N on poteva essere condannato per un reato, il concorso esterno in associazione mafiosa, poco chiaro prima del 1994, ma è stato condannato e per otto anni, tra carcere e detenzione domiciliare, è stato privato della libertà. La pena, Cassazione dixit accogliendo il dettato della sentenza europea, era «ineseguibile», ma il verdetto è arrivato dopo che è stata eseguita e che lui l'ha scontata. Quella sentenza di condanna appena revocata dalla Suprema corte non doveva avere effetti penali, ma è stato destituito dalla Polizia, ha perso lo stipendio e gli è stato tolto il diritto di voto.
Giustizia è fatta. Ma ingiustizia pure. Perché per un Bruno Contrada che ha subìto quanto riassunto sopra non c'è nessuno che paga. Sì, dopo il verdetto europeo del 2015 Contrada ha ricevuto (dallo Stato italiano) 10mila euro solo per i danni morali. Ma chi ha sbagliato come i giudici? Quelli che lo hanno condannato e quelli che hanno dichiarato inammissibile l'applicazione della sentenza europea? E i pm? Nulla. Neanche un centesimo di risarcimento. Neanche un mea culpa. Anzi, estrema beffa, la negazione della realtà.
È il caso del nemico giurato di Contrada, l'ex pm Antonio Ingroia, titolare dell'accusa nel processo di primo grado. Laddove, di fronte a un flop così clamoroso dopo 25 anni, sarebbe logico prendere atto, o magari attendere le motivazioni, lui no, va all'attacco. Anche se non è più pm. E sentenzia, irriducibile, con un articolo sul Fatto: Bruno Contrada è colpevole. «Questo punto fermo - scrive - non è stato per nulla intaccato dalla sentenza della Cassazione. È bene che sia chiaro a tutti e che non si cerchi di rovesciare la realtà. Perché, come da abusato copione, l'informazione e la politica ufficiale hanno subito brandito in modo indegno quella sentenza per proclamare l'innocenza di Contrada». Altro che scuse.

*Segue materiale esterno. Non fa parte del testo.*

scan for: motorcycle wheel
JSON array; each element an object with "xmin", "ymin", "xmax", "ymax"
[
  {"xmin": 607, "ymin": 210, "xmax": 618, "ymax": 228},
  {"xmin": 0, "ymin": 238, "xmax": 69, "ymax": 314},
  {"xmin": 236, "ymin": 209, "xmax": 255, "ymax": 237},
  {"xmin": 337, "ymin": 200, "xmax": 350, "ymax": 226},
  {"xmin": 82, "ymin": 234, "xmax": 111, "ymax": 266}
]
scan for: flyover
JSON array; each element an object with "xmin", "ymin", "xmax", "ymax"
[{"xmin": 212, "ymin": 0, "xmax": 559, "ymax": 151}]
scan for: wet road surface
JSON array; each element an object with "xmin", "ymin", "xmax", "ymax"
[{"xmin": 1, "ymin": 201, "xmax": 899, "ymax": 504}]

Ingroia si lancia in una requisitoria, bacchetta Cassazione e Cedu, e avverte: «Si rassegnino quelli che vorrebbero strumentalmente usare la sentenza della Cassazione, come già avevano tentato di fare con la pronuncia della Corte europea, per rimettere in discussione la condanna definitiva di Marcello Dell'Utri». Giustizia è fatta. Ingiustizia pure. Chi sbaglia, di solito, paga. Tranne i pm, in carica o ex. E i giudici. Nemmeno quando le sentenze dicono che no, il reato non c'era, ergo il processo non andava fatto.